Search Results
Found 1 results
510(k) Data Aggregation
(24 days)
The babyLance® is an incision device to obtain a blood sample from the heel of newborn and preemie infants. The babyLance® has a sharps prevention feature to protect the user from a sharps injury.
The MediPurpose babyLance® Heel Incision Device is designed to be a one handed automated incision device for use in heel sticks of newborn and neonatal infants (also called preemie infants). A heel stick is a procedure in which a newborn baby's heel is pricked for blood collection for use in newborn screening tests. The outside plastic casing is designed to be ergonomic for the user and compatible with an infant's foot. The user breaks off the trigger lock from the device, the device is positioned on the newborn's heel and the user depresses the trigger to activate the blade to make an incision. Once the blade has been triggered, the blade is automatically retracted within the housing. The device is discarded in a sharps container after use.
The babyLance® comes in two models, preemie and newborn. The preemie model is to be used on pre term neonates, while the newborn model is for full term neonates. The two models are differentiated by color.
The provided text describes a Special 510(k) submission for the MediPurpose babyLance® Heel Incision Device. This type of submission is typically used for modifications to a legally marketed device that do not significantly alter its safety or effectiveness. The information focuses on demonstrating substantial equivalence to a predicate device, rather than proving performance against specific quantitative acceptance criteria as would be common for novel AI/ML devices or higher-risk devices.
Therefore, the document does not present a table of acceptance criteria with reported device performance in the manner you specified for AI/ML or diagnostic devices. Instead, it details why the modified device is substantially equivalent to its predicate.

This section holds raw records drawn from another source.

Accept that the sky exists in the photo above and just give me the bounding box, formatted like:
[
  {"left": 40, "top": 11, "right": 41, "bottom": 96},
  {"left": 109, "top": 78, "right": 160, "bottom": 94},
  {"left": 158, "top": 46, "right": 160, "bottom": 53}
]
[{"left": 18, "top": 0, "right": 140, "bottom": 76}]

Here's an analysis based on the information provided, addressing your points where possible:
1. A table of acceptance criteria and the reported device performance
The document does not explicitly list quantitative acceptance criteria with corresponding performance metrics like sensitivity, specificity, accuracy, or AUC that would be typical for an AI/ML device. For this device (a manual surgical instrument), the "acceptance criteria" are implied by the demonstration of substantial equivalence to the predicate device, focusing on maintaining or improving safety and effectiveness.
The document states:
- "Testing results support the determination of substantial equivalence with the results demonstrating that the babyLance® Heel Incision Device (Version 2, proposed device) has equivalent or in some cases improved results than the first version of the babyLance Heel Incision Device (predicate device)."
The "performance" is described qualitatively as:
- "same basic technology characteristics"
- "retains the sharps injury prevention features"
- "intended for piercing the heel skin of a preemie or newborn, as the predicate device"
- "indications for use are the same"
- "materials are the same except as noted under differences"
- "blades using the same medical grade stainless steel"
- "housings made of the same plastics"
- "redesigned with a flat surface against the heel for better stability"
- "trigger activation was modified with the addition of a spring to prevent the possibility of variable incisions"
- "added non patient contacting spring is medical grade stainless steel"
- "trigger plastic was changed to Nylon"
- "All the materials are known biocompatible materials"
2. Sample size used for the test set and the data provenance
The document mentions "product drop tests, cut profiles with comparisons to the predicate device, and simulated use." However, it does not specify the sample size for these tests or the data provenance (e.g., number of devices tested, number of simulated uses, origin of data).
3. Number of experts used to establish the ground truth for the test set and the qualifications of those experts
This information is not provided in the document. The type of testing performed (mechanical and simulated use) for a lancet typically does not involve human expert adjudication in the same way an AI/ML diagnostic device would.
4. Adjudication method for the test set
This information is not applicable and therefore not provided. The testing described (drop tests, cut profiles, simulated use) does not involve human readers or a consensus process.
5. If a multi reader multi case (MRMC) comparative effectiveness study was done, If so, what was the effect size of how much human readers improve with AI vs without AI assistance
This is not applicable as the device is a manual surgical instrument (lancet), not an AI-assisted diagnostic tool.
6. If a standalone (i.e. algorithm only without human-in-the loop performance) was done
This is not applicable as the device is a manual surgical instrument, not an algorithm.
7. The type of ground truth used
For this device, "ground truth" would relate to the physical performance and safety characteristics. The document implies the "ground truth" was established by engineering tests and evaluation of material properties:
- "product drop tests"
- "cut profiles with comparisons to the predicate device"
- "simulated use"
- Evaluation against "FDA's guidance document" for sharps prevention.
- Confirmation that "All the materials are known biocompatible materials."
8. The sample size for the training set
This is not applicable as the device is a physical medical instrument, not an AI/ML algorithm that requires a training set.
9. How the ground truth for the training set was established
This is not applicable (see point 8).